Od momentu zawieszenia rozgrywek głównego cyklu Milos Raonić nie wziął udziału w żadnym turnieju pokazowym. Miał jednak możliwość występu w Adria Tour. Dostał od Novaka Djokovicia propozycję rozegrania meczu w Czarnogórze, skąd pochodzi, lecz odmówił, a sama impreza nie doszła do skutku.
- Nigdy nie grałem przed kuzynami, ciotkami i wujkami, więc zastanawiałem się nad tym - mówił w wywiadzie dla stacji TSN. - Ale, skoro US Open ma się odbyć, podróż do Europy uznałem za niepotrzebne ryzyko.
Zapytany o Adria Tour, który został przedwcześnie zakończony po tym, jak u Djokovicia, Grigora Dimitrowa, Borny Coricia i Viktora Troickiego zdiagnozowano zakażenie koronawirusem, Kanadyjczyk odparł: - Sądziłem, że takie turnieje pokazowe będą odbywać się bez udziału publiczności.
ZOBACZ WIDEO: Orlen nie rezygnuje ze wspierania polskiego sportu w czasie kryzysu. "Zwiększyliśmy na to budżet o prawie 100 procent"
- Komentarz, że to Dimitrow zakaził pozostałych uczestników, jest całkowicie niesprawiedliwy - kontynuował. - Mogło to się wziąć z innych przyczyn. Novak poszedł na mecz koszykówki, gdzie spotkał Nikolę Jokicia, który także miał pozytywny wynik. Z tego wszystkiego rodzi się wiele plotek. Zamiast tego powinniśmy skupić się na kwestii: "Ok, to nie zadziałało, więc co możemy zrobić, aby przywrócić turnieje tenisowe na całym świecie".

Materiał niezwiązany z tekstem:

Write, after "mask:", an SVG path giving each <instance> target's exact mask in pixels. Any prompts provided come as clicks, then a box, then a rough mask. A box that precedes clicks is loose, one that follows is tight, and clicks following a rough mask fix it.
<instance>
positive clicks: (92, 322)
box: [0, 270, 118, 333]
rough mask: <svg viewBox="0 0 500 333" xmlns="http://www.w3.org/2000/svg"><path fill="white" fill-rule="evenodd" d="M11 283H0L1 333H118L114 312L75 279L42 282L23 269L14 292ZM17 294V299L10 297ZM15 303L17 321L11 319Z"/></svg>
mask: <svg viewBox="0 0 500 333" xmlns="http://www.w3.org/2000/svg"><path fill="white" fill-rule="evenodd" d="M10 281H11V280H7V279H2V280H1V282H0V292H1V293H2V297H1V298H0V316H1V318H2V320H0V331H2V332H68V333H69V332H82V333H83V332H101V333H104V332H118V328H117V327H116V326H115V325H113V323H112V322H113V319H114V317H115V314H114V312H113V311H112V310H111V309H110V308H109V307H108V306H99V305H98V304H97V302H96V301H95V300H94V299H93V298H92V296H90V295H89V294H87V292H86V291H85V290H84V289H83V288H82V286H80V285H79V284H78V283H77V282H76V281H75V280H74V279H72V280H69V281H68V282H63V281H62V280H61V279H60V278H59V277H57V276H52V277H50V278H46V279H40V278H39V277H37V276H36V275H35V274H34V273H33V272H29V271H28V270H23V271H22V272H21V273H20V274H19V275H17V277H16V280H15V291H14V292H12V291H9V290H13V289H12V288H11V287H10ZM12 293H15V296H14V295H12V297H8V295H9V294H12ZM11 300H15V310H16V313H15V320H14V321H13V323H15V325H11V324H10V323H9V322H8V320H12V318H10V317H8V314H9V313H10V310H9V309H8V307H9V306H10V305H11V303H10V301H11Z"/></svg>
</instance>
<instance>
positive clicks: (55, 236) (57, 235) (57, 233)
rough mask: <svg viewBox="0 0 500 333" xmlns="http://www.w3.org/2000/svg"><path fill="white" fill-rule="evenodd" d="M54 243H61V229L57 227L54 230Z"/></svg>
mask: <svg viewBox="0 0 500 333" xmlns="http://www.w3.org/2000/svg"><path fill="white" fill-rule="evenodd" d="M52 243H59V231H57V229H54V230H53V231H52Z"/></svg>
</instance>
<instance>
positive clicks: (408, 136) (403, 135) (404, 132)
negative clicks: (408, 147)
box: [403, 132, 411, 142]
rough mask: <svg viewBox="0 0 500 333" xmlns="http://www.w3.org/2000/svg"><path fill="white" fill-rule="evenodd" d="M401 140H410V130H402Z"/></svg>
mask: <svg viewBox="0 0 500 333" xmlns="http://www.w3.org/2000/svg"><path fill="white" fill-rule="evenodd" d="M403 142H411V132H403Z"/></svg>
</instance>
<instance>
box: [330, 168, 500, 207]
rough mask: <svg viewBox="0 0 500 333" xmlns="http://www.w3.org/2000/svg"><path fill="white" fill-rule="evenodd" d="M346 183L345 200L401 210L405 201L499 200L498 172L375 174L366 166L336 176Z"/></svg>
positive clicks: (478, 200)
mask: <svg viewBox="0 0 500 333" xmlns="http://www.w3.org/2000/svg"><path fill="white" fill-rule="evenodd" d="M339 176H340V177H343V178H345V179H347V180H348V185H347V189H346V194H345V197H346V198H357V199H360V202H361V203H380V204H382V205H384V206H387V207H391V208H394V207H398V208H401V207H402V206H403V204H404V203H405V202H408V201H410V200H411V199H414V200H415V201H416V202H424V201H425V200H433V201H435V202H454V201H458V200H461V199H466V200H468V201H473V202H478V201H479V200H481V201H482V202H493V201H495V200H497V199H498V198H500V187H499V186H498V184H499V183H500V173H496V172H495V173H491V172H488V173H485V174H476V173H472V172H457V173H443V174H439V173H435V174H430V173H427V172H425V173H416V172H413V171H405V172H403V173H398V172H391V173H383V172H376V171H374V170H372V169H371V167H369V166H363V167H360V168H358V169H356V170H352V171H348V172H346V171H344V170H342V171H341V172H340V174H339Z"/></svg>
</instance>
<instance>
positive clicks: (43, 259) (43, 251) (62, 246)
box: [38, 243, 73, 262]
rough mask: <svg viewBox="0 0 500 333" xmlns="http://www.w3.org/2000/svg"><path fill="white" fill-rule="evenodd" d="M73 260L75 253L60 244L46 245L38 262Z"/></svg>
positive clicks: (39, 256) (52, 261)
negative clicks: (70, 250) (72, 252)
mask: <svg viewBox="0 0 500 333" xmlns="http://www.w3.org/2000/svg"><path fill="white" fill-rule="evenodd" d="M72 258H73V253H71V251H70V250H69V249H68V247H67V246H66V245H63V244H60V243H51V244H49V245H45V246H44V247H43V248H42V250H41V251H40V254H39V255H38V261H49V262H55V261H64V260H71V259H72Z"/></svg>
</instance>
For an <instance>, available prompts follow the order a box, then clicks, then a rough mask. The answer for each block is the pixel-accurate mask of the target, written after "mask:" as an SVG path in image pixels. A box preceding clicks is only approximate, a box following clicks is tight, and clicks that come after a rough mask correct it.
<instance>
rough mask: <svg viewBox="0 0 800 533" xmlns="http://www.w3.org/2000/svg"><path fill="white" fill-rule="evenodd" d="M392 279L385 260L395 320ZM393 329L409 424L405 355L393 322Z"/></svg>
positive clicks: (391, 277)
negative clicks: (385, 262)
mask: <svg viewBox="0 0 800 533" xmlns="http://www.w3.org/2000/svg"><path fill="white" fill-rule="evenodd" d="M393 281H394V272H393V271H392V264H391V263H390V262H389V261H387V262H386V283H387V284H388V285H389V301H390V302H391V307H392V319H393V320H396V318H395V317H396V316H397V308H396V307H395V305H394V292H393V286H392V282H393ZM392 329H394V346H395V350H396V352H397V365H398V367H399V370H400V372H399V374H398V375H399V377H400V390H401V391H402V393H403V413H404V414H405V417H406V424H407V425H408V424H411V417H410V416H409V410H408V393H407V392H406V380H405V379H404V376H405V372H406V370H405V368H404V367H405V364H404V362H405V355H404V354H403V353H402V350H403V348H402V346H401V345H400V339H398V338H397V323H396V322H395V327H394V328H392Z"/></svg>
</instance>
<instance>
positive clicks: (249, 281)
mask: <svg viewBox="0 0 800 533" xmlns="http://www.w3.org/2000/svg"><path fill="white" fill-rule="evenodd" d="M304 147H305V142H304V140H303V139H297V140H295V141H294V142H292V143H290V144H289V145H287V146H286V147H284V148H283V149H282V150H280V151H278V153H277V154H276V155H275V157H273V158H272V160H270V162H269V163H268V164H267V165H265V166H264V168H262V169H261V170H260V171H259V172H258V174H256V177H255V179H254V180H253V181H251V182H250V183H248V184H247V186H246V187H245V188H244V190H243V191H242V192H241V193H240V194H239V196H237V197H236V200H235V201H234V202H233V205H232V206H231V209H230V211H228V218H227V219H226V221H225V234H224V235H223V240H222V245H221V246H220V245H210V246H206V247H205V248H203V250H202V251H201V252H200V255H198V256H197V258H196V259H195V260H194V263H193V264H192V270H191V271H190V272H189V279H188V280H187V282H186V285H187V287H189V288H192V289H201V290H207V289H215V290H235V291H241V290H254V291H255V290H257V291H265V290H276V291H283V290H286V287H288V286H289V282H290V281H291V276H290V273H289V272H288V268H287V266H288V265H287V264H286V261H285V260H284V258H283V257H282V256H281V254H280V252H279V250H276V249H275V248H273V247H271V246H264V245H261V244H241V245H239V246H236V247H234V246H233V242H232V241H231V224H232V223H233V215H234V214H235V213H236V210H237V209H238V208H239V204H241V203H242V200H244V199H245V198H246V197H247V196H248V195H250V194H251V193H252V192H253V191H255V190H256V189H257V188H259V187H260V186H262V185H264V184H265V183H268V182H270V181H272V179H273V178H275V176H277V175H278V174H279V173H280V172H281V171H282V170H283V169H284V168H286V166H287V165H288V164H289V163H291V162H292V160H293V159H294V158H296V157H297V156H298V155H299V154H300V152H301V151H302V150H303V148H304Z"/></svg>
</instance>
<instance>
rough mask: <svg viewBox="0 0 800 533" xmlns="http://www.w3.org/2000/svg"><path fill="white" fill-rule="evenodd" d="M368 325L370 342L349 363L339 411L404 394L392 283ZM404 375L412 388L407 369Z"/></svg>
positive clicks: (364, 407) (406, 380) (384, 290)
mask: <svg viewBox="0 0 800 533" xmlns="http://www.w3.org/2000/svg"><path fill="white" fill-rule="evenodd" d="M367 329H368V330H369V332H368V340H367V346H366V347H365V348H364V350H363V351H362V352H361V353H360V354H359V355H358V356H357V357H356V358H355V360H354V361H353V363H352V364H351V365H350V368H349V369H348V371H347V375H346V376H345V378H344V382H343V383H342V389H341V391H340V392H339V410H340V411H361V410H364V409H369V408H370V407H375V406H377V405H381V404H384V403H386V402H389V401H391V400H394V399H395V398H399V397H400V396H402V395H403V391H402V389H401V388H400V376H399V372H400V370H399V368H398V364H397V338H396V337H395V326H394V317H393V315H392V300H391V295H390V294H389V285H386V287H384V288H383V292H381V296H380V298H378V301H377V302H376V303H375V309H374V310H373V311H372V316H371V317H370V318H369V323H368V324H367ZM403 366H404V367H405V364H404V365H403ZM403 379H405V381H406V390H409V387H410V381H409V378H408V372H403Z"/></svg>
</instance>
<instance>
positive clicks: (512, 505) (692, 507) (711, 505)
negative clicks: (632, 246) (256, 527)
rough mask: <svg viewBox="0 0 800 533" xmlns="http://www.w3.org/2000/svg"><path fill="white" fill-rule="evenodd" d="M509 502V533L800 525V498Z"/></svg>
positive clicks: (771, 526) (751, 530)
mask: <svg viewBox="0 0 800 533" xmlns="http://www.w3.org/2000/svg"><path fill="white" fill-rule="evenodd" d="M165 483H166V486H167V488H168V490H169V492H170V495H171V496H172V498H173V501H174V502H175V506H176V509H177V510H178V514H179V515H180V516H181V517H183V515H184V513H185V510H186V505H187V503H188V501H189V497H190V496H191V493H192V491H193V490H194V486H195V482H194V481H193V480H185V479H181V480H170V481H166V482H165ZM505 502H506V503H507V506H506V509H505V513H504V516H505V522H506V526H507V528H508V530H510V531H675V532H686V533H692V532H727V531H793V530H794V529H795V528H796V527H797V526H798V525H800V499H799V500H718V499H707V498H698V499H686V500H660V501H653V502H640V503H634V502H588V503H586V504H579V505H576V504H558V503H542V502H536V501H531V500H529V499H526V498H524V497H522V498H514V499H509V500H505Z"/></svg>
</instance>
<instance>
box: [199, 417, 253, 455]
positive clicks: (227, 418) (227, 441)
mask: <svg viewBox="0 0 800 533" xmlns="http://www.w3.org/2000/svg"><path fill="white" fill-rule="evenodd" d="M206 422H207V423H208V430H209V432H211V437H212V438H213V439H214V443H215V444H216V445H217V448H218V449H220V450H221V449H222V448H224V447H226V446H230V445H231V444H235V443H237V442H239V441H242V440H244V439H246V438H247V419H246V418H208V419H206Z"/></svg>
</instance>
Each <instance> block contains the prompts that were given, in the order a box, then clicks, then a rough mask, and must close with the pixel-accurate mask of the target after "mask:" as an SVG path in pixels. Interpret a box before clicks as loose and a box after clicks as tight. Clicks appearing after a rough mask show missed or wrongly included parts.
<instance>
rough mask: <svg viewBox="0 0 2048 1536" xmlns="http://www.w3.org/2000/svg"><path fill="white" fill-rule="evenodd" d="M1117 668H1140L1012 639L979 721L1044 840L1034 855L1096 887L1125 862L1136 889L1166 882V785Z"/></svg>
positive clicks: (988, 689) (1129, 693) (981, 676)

Djoković jest szefem Rady Zawodników i zarazem dużym oponentem rozegrania US Open pod reżimem sanitarnym. Zdaniem Raonicia, wydarzenia związane z Adria Tour spowodują osłabienie reputacji Serba.
- Wiem, że się sprzeciwia i powiedział, że nie widzi rozegrania turnieju wielkoszlemowego w takich okolicznościach. Ale myślę, że po tym, co się wydarzyło, jego argumenty już nie będą miały takiej wagi. Uważam, że jako szef Rady dobrze prowadzi graczy, ale jeśli chodzi o ten konkretny przypadek, minie trochę czasu, zanim odzyska zaufanie tenisistów - stwierdził Raonić.